The first track on Out Of Earshot is the first track for a reason—that is, it represents our initial undertaking of the album’s recording, which began waaaaaaaay back in 2006. It was recorded over a few different sessions at Lo Key Studios in Blue Springs, MO sometime during that year. I’m thinking summer, but not positive.

I have fond memories of these first few recording sessions. We had just released What a Perfect Ending earlier that year, and though it wasn’t particularly taking off or anything, we were all excited about the prospect of recording new songs. With the exception of one or two of us, we have pretty short attention spans, and get sick of songs very easily. But for the most part, I think we felt that a lot of Perfect Ending was sophomoric compared to the stuff we were doing by that point. With the exception of “What a Perfect Ending”, “On a Lonely Note”, “All Is Forgotten” and “Hot Blonde”, we were over that record already.

The sessions for “Later” boosted our excitement even more, because we got to work at this fantastic studio with top of the line equipment. A lot of the guitars and amps we used, particularly on “Later” and “You Ignited”, were fan-fucking-tastic. JoJo was freaking out over this Badcat amp that gave him one of the more convincing tube amp distortions I have heard in recent years, and I was creaming over this deluxe Les Paul I got to use. To top it off, we were surrounded by Beatles memorabilia, so it felt even more like home. According to Cosgrove, the owner of the studio was a doctor, very wealthy, and a huge Beatles nut. So, he just bought a space in downtown Blue Springs and built a studio, with no real prospects of making money. This is why he had all this amazing equipment lying around. It was a pretty sweet position for us to be in at the time.

“Later” is still one of my favorite songs on Out of Earshot, and I think it makes a great opener. However, I feel it is the worst of the twelve a far as recording quality. It was produced at a time when we were still getting our bearings in the studio, spending hours and hours doing things that take us maybe a half an hour to do nowadays. That’s another reason why I love it, though—it has a rawness that reminds me of how far we have come as a band, but still an undeniable quality that makes it shine. JoJo’s guitar work is amazing throughout. On the original demo, I played all of the instruments, and incorporated some wildly delayed guitar that was meant to be disorienting. I really wanted that effect of the music moving you around, or shaking you uncontrollably, and took it kinda far, as usual. JoJo dials it back perfectly and creates a real nice stereo delay pattern that is slightly jarring, but lifting, kind of like being levitated. Eternal thanks be to the Akai Head Rush.

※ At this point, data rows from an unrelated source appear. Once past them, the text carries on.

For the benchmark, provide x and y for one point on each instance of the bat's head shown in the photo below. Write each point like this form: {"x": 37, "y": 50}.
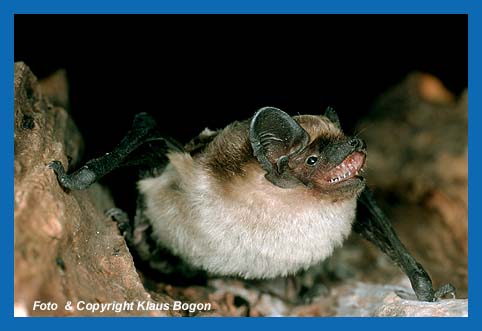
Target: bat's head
{"x": 308, "y": 150}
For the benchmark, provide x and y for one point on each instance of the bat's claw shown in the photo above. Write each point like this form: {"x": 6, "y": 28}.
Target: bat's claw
{"x": 79, "y": 180}
{"x": 443, "y": 291}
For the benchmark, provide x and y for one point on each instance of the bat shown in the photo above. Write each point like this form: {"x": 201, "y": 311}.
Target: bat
{"x": 261, "y": 198}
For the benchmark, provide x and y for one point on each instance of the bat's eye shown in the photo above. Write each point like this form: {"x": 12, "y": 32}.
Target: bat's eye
{"x": 311, "y": 160}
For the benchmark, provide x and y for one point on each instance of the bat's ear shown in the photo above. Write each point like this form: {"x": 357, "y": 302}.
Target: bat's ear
{"x": 331, "y": 114}
{"x": 274, "y": 136}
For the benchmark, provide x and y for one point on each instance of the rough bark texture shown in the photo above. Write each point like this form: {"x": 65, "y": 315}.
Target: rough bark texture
{"x": 67, "y": 250}
{"x": 417, "y": 140}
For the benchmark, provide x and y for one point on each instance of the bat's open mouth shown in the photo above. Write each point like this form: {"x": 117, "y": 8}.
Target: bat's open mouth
{"x": 349, "y": 168}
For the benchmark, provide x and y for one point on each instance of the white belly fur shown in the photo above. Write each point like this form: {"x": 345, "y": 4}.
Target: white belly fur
{"x": 253, "y": 231}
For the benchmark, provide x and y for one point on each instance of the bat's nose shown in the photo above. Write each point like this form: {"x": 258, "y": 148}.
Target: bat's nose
{"x": 357, "y": 144}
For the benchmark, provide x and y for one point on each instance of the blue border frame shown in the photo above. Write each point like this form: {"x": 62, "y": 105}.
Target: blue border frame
{"x": 9, "y": 7}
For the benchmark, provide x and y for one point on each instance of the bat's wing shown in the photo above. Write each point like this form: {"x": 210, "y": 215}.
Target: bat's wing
{"x": 143, "y": 146}
{"x": 373, "y": 225}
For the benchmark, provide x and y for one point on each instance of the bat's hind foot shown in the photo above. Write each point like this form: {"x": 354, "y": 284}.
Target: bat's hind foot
{"x": 443, "y": 291}
{"x": 79, "y": 180}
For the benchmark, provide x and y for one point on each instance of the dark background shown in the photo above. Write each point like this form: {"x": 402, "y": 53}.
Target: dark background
{"x": 193, "y": 71}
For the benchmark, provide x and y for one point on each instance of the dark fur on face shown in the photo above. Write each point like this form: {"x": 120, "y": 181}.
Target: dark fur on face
{"x": 306, "y": 150}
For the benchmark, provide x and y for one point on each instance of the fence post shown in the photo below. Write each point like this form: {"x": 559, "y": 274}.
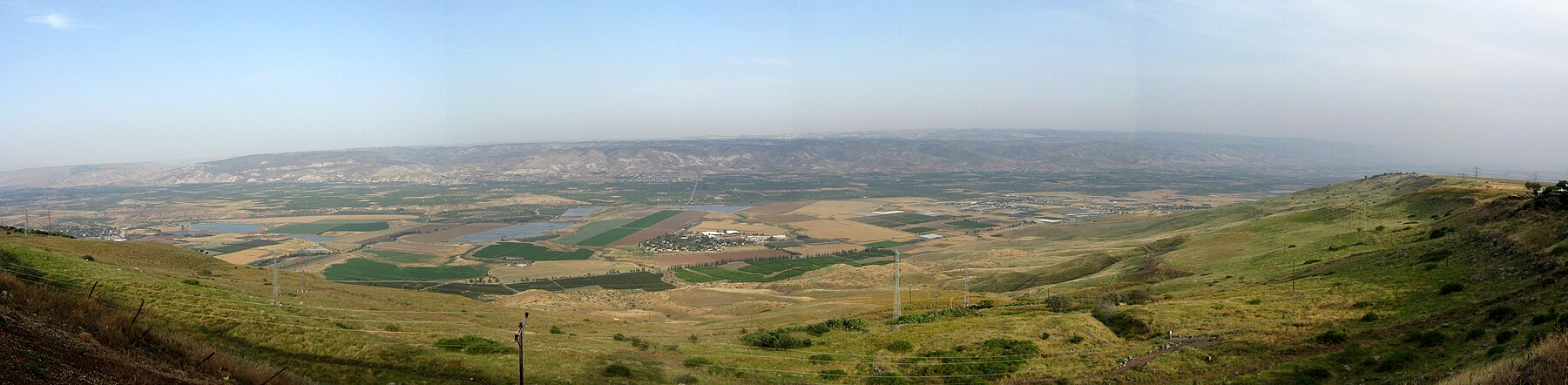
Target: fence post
{"x": 274, "y": 376}
{"x": 209, "y": 357}
{"x": 139, "y": 312}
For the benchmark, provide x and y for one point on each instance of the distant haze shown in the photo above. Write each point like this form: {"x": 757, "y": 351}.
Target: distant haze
{"x": 105, "y": 82}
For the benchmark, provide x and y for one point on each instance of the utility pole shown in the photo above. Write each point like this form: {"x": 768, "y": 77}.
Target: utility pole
{"x": 966, "y": 287}
{"x": 1363, "y": 215}
{"x": 897, "y": 301}
{"x": 278, "y": 287}
{"x": 519, "y": 346}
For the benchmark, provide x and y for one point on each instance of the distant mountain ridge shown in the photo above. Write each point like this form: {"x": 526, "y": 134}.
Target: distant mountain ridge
{"x": 909, "y": 151}
{"x": 80, "y": 176}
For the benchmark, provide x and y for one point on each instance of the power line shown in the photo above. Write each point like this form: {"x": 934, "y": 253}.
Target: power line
{"x": 235, "y": 301}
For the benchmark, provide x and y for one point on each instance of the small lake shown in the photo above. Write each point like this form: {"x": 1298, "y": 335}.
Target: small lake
{"x": 314, "y": 239}
{"x": 226, "y": 227}
{"x": 579, "y": 212}
{"x": 719, "y": 208}
{"x": 513, "y": 232}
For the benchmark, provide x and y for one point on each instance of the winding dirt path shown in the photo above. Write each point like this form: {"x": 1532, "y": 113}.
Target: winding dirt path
{"x": 1173, "y": 346}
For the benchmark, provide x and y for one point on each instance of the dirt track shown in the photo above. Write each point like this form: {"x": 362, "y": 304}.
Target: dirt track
{"x": 1176, "y": 343}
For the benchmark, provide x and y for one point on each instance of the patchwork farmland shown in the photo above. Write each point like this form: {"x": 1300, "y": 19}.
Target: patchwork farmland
{"x": 652, "y": 223}
{"x": 328, "y": 226}
{"x": 780, "y": 268}
{"x": 527, "y": 251}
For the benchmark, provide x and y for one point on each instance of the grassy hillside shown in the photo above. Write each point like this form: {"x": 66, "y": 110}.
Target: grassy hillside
{"x": 1446, "y": 277}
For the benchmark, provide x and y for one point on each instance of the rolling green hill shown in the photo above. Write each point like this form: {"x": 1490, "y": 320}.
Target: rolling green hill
{"x": 1435, "y": 279}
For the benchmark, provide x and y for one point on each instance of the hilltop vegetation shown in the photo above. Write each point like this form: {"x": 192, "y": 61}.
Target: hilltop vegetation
{"x": 1389, "y": 279}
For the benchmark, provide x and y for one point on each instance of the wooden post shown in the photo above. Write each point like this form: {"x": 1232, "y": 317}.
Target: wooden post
{"x": 521, "y": 381}
{"x": 209, "y": 357}
{"x": 139, "y": 312}
{"x": 274, "y": 376}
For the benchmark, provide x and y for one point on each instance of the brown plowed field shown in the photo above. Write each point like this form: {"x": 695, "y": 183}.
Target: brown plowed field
{"x": 776, "y": 208}
{"x": 454, "y": 232}
{"x": 695, "y": 259}
{"x": 662, "y": 227}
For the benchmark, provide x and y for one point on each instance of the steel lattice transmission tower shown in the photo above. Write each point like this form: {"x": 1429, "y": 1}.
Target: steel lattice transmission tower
{"x": 897, "y": 300}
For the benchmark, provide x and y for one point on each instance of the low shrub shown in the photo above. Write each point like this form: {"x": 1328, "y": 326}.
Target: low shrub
{"x": 1427, "y": 338}
{"x": 901, "y": 346}
{"x": 472, "y": 345}
{"x": 1505, "y": 335}
{"x": 1499, "y": 314}
{"x": 695, "y": 361}
{"x": 1332, "y": 337}
{"x": 1395, "y": 361}
{"x": 615, "y": 369}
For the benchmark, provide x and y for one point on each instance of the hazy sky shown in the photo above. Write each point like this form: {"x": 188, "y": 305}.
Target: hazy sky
{"x": 96, "y": 82}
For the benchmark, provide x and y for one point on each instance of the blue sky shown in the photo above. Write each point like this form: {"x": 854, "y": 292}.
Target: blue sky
{"x": 98, "y": 82}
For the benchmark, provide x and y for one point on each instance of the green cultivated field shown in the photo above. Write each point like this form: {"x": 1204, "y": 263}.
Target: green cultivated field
{"x": 625, "y": 280}
{"x": 402, "y": 257}
{"x": 329, "y": 226}
{"x": 692, "y": 276}
{"x": 609, "y": 237}
{"x": 529, "y": 251}
{"x": 242, "y": 246}
{"x": 368, "y": 269}
{"x": 896, "y": 220}
{"x": 780, "y": 268}
{"x": 615, "y": 233}
{"x": 971, "y": 224}
{"x": 885, "y": 245}
{"x": 651, "y": 220}
{"x": 588, "y": 231}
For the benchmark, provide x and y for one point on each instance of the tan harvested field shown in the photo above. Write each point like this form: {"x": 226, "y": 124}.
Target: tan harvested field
{"x": 838, "y": 208}
{"x": 744, "y": 227}
{"x": 321, "y": 263}
{"x": 662, "y": 227}
{"x": 355, "y": 237}
{"x": 695, "y": 259}
{"x": 850, "y": 231}
{"x": 519, "y": 199}
{"x": 784, "y": 218}
{"x": 821, "y": 249}
{"x": 422, "y": 247}
{"x": 242, "y": 257}
{"x": 306, "y": 220}
{"x": 543, "y": 269}
{"x": 454, "y": 232}
{"x": 776, "y": 207}
{"x": 382, "y": 237}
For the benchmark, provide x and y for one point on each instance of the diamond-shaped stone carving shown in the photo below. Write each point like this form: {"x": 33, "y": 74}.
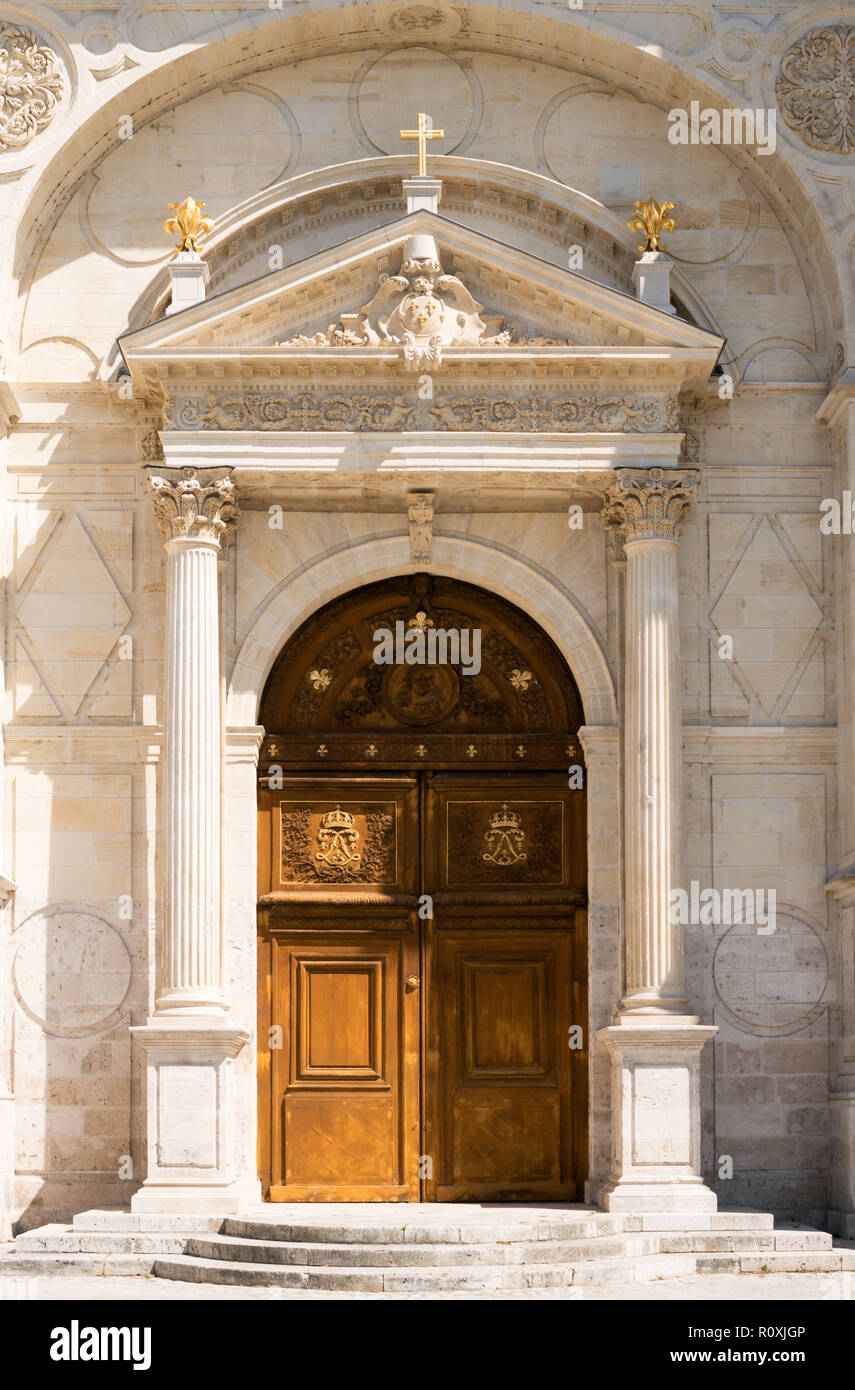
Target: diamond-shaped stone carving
{"x": 769, "y": 605}
{"x": 72, "y": 613}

Also, the work of our ever-legendary rhythm section on this song just flat out baffles me. Nick’s power walk bass line during the chorus is so badass, and a great example of why it’s important to allow for outside input when arranging your songs. I NEVER, EVER would have thought of that bass line. I don’t know why or how to explain it, but it just feels like something I never would have thought about. And I love that. I love what it does for the song—it takes it to that perfect place I wanted it to go, and it couldn’t have gotten there without Nick. I mention all of this because I get really annoyed at songwriters who play dictator. If there is a songwriter out there who once moved you but now seems like he is out of ideas and scraping the bottom of the barrel, it’s probably because he never listens to anyone else (ahem Bob Pollard, Frank Black). But I digress…and of course, the drumming of Eric Melin just cannot be topped. I still say he is on par with Dave Grohl as the best drummer in music, and Dave Grohl doesn’t really play drums anymore, so there you go.

Overall, the whole band was firing on all cylinders for this one—pretty exciting stuff. It’s a logical starting point for the record, not just musically, but thematically as well. Not only that, it was the beginning of the long road to Out of Earshot’s completion, which was littered with hurdles, missteps, and squirrely studio interns.